He reached the calling room and there were other prisoners in there, resting their head against the soundproof walls listening to the wobbly, comely voices of their loved ones through the telephones. He was led to Samantha in the last booth line where she always was. Only that this time, he wasn’t going to cope with only the face of Samantha, there was another face, another severely cute face, a smaller face.
‘Oh My God!’, Tristan’s mouth opened as his eyeballs bulged as he stared at the face of his son. ‘Oh my goodness’, he said again and desperately struck his hands against the glass, wishing the glass could just turn invisible and he could feel the smoothness of his son’s face and scent his sweet baby smell. ‘That’s our son’, he said with a laboriously trembling voice as he looked up at his wife’s face. She looked different too, the beauty that had hidden behind her pregnancy was back again, shining more than ever. Her honey-coloured eyes and there was something like a smile at the corner of her mouth that was enough to rekindle the dazzling prettiness than only her could exude.
‘Yes, that’s our son’, she said with a low voice into the telephone. ‘He looks so much like you’, she said again. Tristan’s eyes went back to the boy. He was staring back at him with careful eyes as if he had seen Tristan before but of course, he was barely two months, he was still colour-blind.
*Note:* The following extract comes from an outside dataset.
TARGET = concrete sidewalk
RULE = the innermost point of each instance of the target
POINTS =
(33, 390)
‘Yes, he does’, he said and the trembling of his voice sounded more distinct. As Tristan kept staring at his son, there was an emotional surge that came from nowhere and it reached its peak. It usually rarely did but few life-changing things like this forced it to open and when it did, he broke down in tears. He suddenly knew he was going to cry, not the normal kind of tears, a kind of tears that only broke out of him like a spillage when he knew that he had lost something. Someone. The last time he had cried like that was under an elm tree in a silent, dark parkland the night he escaped from home many years ago, it was a special kind of tears that marked the gruesome, needless end of his mother. Who he was about to lose was even more fazing because the person wasn’t dead, they were in front of him and he really wanted to be with them but he also knew that he would not be able to do such.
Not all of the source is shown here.